Since this thread is labeled intermediate, we should be able to use a little math. And the math can be made really simple for the cases under discussion.
A general formula for r' (derivative of Schwarzschild r coordinate by time per very distant observer - Schwarzschild time) for ingoing timelike geodesics is for the exterior coordinate patch (R is Schwarzschild radius):
$$r'=(R/r-1)\sqrt{(R/r-1)/e^2+1}$$
For free fall from infinity, take ##e^2=1##, giving
$$r'=(R/r-1)\sqrt{R/r}$$
For free drop from some ##r_0>R##, take ##e^2=1-R/r_0##. For a "thrown" free fall, where the particle, extrapolated back in time, would have some velocity at infinity, take ##e^2=\gamma(v_\infty)^2##.
Without even integrating, it is clear that r' for free fall from infinity becomes zero at infinity and also on approach to the horizont (r=R). The maximum magnitude r' for this case is at r=3R.

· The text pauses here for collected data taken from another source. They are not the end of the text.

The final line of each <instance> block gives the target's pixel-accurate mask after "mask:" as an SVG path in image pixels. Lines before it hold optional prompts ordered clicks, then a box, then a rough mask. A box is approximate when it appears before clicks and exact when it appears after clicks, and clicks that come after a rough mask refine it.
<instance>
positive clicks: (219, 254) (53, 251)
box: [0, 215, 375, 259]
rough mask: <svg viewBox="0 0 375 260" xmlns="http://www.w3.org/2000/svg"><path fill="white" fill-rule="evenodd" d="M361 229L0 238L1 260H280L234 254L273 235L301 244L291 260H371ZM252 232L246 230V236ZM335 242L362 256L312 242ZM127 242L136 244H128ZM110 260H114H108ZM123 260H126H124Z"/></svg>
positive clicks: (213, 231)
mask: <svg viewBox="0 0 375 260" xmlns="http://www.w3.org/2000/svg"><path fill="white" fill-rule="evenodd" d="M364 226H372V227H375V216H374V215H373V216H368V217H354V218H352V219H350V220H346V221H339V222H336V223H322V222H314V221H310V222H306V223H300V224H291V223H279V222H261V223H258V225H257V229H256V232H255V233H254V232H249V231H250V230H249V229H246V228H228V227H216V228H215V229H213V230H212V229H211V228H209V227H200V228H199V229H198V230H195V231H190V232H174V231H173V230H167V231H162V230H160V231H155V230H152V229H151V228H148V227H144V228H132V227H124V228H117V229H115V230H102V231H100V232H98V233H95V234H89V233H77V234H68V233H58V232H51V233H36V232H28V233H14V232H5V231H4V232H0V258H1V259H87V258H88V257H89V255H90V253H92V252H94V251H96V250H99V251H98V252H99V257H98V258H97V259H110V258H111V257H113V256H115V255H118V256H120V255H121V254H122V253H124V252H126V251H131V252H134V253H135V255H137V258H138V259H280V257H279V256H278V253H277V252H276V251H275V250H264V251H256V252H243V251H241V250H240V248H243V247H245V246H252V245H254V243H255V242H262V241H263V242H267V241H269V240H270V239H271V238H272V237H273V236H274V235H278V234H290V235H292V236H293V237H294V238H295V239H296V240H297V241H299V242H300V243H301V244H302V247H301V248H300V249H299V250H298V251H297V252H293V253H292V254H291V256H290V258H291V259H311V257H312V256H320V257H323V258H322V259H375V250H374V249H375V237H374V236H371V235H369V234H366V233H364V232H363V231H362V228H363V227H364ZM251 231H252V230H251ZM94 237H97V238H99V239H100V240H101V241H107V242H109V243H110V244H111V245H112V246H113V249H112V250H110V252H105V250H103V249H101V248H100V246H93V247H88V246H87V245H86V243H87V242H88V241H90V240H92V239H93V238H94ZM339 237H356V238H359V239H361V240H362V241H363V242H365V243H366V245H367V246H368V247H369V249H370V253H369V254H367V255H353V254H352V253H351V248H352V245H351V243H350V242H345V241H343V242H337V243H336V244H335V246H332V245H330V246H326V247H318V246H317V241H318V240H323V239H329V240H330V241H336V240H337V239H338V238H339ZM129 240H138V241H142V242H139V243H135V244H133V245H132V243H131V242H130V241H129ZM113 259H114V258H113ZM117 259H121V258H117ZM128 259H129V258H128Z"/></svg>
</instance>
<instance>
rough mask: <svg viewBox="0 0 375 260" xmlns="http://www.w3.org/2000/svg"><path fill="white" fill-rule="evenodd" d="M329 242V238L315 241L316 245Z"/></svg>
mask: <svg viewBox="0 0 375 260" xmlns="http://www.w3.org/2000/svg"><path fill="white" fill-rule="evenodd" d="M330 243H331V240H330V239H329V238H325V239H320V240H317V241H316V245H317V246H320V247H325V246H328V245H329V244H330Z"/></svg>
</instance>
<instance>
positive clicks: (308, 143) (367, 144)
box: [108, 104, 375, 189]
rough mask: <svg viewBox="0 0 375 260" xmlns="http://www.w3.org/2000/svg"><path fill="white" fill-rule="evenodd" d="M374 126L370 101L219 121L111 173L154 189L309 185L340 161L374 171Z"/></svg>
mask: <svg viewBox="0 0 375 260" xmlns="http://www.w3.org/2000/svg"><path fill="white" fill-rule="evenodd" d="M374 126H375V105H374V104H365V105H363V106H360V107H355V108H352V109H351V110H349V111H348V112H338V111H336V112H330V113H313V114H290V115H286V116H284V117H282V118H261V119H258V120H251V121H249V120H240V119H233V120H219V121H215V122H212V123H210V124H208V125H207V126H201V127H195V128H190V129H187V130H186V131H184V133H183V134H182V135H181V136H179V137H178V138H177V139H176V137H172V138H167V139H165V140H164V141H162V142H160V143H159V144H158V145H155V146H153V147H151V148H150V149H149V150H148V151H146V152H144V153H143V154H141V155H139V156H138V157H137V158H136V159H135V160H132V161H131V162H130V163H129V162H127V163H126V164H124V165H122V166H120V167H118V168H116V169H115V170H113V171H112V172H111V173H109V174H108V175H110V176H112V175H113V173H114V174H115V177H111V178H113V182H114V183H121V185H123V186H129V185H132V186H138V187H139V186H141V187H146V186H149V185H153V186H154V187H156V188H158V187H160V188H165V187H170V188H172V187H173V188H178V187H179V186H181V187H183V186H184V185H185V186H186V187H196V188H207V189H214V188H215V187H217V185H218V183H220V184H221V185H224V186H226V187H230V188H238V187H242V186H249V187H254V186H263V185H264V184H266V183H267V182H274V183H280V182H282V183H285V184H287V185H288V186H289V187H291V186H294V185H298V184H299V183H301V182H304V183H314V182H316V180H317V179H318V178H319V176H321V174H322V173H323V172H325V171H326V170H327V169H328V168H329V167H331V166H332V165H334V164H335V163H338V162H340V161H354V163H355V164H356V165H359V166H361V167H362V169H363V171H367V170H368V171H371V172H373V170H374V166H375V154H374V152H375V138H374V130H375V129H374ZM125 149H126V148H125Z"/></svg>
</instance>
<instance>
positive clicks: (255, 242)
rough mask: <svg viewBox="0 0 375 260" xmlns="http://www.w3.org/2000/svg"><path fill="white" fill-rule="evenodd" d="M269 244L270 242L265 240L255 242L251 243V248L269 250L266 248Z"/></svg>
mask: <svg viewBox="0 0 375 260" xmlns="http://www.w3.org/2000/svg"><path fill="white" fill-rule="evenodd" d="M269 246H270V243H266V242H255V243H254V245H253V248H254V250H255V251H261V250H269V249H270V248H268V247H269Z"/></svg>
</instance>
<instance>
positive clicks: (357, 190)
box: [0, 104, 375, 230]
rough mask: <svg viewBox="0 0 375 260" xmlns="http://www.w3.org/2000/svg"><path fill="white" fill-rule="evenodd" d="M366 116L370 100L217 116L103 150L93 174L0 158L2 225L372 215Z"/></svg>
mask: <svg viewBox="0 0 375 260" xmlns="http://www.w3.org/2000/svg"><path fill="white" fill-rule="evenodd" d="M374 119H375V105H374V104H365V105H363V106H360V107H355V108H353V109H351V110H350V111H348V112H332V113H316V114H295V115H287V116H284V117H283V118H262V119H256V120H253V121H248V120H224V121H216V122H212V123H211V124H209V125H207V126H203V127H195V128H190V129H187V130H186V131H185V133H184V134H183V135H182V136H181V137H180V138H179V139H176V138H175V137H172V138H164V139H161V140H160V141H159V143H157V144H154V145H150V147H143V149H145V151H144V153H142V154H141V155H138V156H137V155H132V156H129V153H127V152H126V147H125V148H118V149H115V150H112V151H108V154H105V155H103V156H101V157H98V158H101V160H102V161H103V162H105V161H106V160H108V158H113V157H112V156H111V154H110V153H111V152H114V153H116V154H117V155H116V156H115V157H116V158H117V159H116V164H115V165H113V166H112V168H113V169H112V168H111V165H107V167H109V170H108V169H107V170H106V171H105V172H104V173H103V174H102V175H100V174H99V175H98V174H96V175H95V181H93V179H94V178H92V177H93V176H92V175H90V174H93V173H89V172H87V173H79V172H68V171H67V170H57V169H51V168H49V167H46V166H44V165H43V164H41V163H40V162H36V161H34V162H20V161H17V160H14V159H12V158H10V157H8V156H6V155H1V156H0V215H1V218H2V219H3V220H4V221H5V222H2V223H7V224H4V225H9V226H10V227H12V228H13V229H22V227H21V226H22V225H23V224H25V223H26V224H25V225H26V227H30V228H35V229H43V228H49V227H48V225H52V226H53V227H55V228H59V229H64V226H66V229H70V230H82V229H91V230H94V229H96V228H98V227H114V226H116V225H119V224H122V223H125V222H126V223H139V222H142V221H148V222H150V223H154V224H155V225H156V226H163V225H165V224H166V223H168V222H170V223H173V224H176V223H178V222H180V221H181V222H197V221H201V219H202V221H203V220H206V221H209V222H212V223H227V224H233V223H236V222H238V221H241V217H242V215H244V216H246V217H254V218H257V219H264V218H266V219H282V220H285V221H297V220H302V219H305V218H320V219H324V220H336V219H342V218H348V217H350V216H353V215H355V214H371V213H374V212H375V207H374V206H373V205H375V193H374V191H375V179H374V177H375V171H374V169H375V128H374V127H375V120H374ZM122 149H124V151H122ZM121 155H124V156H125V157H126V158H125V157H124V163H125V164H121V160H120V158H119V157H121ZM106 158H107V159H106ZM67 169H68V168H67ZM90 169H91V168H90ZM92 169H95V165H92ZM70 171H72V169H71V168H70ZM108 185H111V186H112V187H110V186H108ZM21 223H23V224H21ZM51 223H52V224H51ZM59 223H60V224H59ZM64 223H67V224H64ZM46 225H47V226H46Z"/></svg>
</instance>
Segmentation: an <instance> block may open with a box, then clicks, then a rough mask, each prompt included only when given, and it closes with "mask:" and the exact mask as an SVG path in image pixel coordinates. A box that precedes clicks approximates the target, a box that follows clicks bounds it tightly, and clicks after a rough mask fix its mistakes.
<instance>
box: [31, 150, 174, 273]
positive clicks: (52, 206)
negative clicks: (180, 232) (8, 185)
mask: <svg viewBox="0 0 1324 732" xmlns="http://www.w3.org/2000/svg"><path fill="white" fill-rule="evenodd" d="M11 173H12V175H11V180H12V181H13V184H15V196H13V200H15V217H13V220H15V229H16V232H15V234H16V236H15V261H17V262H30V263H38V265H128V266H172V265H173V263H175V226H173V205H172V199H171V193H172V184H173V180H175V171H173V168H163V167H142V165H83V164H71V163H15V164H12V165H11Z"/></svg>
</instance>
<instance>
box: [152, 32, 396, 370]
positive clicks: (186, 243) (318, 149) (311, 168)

For a free faller (from infinity) passing a platform drop, you see r' is nonzero for the free faller at ##r_0##, and that r'=0 at ##r_0## for the drop from this altitude. At lower altitudes, you see that for the platform drop, r' increases in magnitude, then approaches zero at the horizon, but any any altitude from ##r_0## down to R, r' for free fall from infinity is larger in magnitude. Thus, the free faller (from infinity) has always increasing difference in r coordinate from the platform drop, following the coincidence event where it is zero.
While there is a closed form for t=f(r), the integration is quite messy, and doesn't really tell us more than can be deduced from the simple expressions for r'.